Fig. 4

eIF3f subcellular distribution and related functions. (A) Polysome profiles generated from MB vs MT parental cells. The same amount of lysate (OD 260) was loaded on a sucrose gradient (10–50%) before collection and pooling of 40S, 60S, 80S and polysome fractions as represented by black lines respectively from left to right on the bottom of each profile. (B) The proteins from the 4 collected fractions isolated from MB and MT parental cells were precipitated before separation and immunoblotted with the indicated antibodies (WCL, whole cell extract). Ribosomal protein rps14 is used as a marker. Original blots are presented in Supplementary Fig. 12. (C) Subcellular distribution of “active sites of protein synthesis” in human muscle cells (parental) MB and MT as visualised upon pulse chase incorporation of puromycin (SunSET method24) by confocal microscopy with anti-puromycin coupled AF647 (red). Both eIF3f and eIF3l proteins were detected with respective antibodies and visualised with alexa488 coupled anti-rabbit secondary antibodies. DNA was stained with Hoechst. (D) Whole cell lysate (WCL) or fractionated (C: cytoplasm and N: nuclear) lysates from parental MT were resolved on SDS/PAGE and probed with anti eIF3f or anti eIF5 antibodies.
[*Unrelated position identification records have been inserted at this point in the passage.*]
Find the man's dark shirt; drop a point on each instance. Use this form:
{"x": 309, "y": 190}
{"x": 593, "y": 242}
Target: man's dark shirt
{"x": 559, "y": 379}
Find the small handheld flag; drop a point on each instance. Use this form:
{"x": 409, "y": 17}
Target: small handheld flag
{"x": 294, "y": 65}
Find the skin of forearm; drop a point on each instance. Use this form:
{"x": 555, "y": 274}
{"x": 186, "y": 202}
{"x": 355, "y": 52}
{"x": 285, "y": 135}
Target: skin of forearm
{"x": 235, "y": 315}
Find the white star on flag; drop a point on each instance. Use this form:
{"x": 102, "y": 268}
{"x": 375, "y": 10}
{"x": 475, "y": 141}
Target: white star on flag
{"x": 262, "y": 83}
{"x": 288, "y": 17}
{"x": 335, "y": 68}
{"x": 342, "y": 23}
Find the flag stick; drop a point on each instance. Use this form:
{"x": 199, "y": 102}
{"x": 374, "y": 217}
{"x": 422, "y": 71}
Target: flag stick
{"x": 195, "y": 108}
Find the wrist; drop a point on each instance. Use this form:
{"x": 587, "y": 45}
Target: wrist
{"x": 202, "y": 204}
GAPDH and Lamin B1 were used respectively as cytoplasmic or nuclear markers. Infrared signals (700, 800 nm) from the secondary antibody were acquired with Odyssey (Li-Cor). Original blots are presented in Supplementary Fig. 13. (E) Relative intensity signals for eIF3f, Lamin B1 and GAPDH from D (parental MB (n = 3) are presented and compared with (F) the relative intensity signals measured in parental MT (n = 3). Original immunoblots used for quantification are displayed in supplementary Figs. 6C and D.